Nasional – Belakangan ini, program Makan Bergizi Gratis (MBG) jadi obrolan hangat di warung kopi hingga grup WhatsApp. Pertanyaan besarnya: “Katanya gratis, kok sekarang dibilang tidak untuk semua anak?”Biar nggak bingung, yuk kita bahas singkat apa maksud di balik kebijakan ini.

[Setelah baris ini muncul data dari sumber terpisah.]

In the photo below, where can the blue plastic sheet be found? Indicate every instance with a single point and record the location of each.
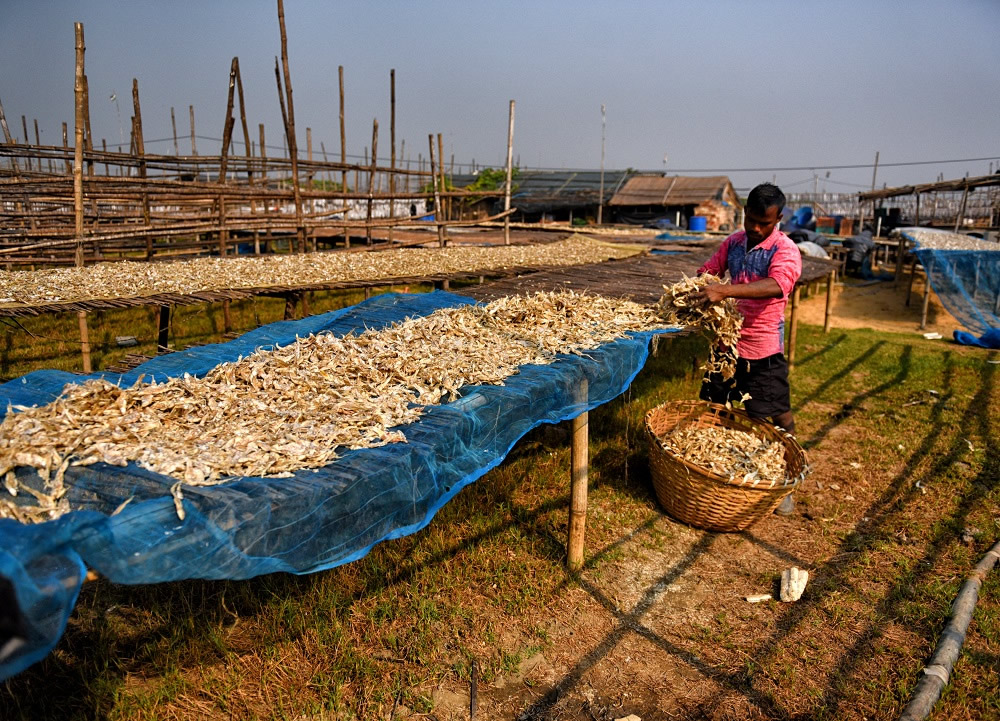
(966, 281)
(315, 520)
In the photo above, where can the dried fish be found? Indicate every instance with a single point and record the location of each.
(297, 406)
(721, 321)
(129, 279)
(734, 455)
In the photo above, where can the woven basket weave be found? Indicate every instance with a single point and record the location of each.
(701, 498)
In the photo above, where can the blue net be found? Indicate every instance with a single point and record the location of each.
(314, 520)
(966, 281)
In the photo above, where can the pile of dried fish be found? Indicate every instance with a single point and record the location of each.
(943, 240)
(294, 407)
(138, 279)
(722, 321)
(734, 455)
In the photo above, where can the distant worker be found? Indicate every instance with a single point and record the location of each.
(763, 265)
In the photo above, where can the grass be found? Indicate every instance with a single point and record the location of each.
(485, 581)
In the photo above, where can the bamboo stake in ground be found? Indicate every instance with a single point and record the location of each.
(194, 148)
(437, 194)
(830, 279)
(140, 150)
(371, 183)
(506, 192)
(292, 146)
(343, 153)
(578, 482)
(793, 328)
(78, 186)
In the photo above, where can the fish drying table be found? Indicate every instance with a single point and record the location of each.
(641, 279)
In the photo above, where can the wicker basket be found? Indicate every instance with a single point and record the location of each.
(697, 496)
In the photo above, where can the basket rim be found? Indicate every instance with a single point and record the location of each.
(785, 438)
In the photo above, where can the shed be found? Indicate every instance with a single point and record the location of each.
(563, 195)
(643, 198)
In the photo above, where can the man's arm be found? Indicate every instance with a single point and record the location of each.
(763, 288)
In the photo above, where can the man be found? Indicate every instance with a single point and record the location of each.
(763, 265)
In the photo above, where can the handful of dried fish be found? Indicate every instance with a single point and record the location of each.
(722, 321)
(734, 455)
(289, 408)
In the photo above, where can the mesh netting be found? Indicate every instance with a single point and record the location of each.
(314, 520)
(966, 281)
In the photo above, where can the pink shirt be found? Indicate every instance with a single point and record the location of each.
(763, 318)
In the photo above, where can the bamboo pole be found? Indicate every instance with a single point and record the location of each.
(78, 185)
(10, 141)
(163, 331)
(173, 127)
(194, 148)
(343, 152)
(961, 209)
(371, 182)
(925, 305)
(140, 150)
(579, 453)
(510, 157)
(831, 278)
(392, 150)
(444, 189)
(292, 146)
(793, 328)
(437, 194)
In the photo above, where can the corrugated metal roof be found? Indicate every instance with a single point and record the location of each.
(670, 190)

Fokus ke yang Paling Membutuhkan
Bayangkan kita punya satu loyang martabak. Kalau dibagi rata ke satu kampung, setiap orang cuma dapat secuil. Tapi kalau martabak itu diberikan kepada mereka yang belum makan seharian, manfaatnya akan jauh lebih terasa.Begitu juga dengan program MBG.
Pemerintah ingin memastikan anak-anak yang kurang gizi (stunting) atau dari keluarga kurang mampu menjadi prioritas utama. Tujuannya jelas: agar anggaran negara tepat sasaran dan benar-benar mengubah nasib anak-anak yang membutuhkan.
Anak Orang Kaya “Lewat” Dulu
Presiden Prabowo sempat berpesan bahwa anak-anak dari keluarga yang sudah mampu secara ekonomi sebaiknya tidak mengambil jatah ini.
Logikanya sederhana: orang tua yang mampu sudah bisa memberikan gizi terbaik di rumah. Jadi, biarlah bantuan ini mengalir ke sekolah-sekolah di pelosok atau daerah padat penduduk yang kondisi ekonominya lebih sulit.
Sekolah Elite Boleh Menolak
Badan Gizi Nasional juga memberi lampu hijau bagi sekolah-sekolah swasta atau sekolah elite untuk tidak ikut serta dalam program ini. Jika siswa di sekolah tersebut sudah membawa bekal bergizi atau mampu membeli makan siang yang sehat, program MBG bisa dialihkan ke sekolah lain yang lebih memerlukan.
Bukan Pelit, Tapi Biar Efektif
Penyaringan ini dilakukan bukan karena pemerintah ingin pilih kasih, melainkan agar kualitas makanan yang diberikan tetap tinggi. Dengan jumlah penerima yang lebih fokus, diharapkan menu yang sampai ke meja anak-anak kita adalah menu yang benar-benar kaya protein dan sehat, bukan sekadar “yang penting ada.”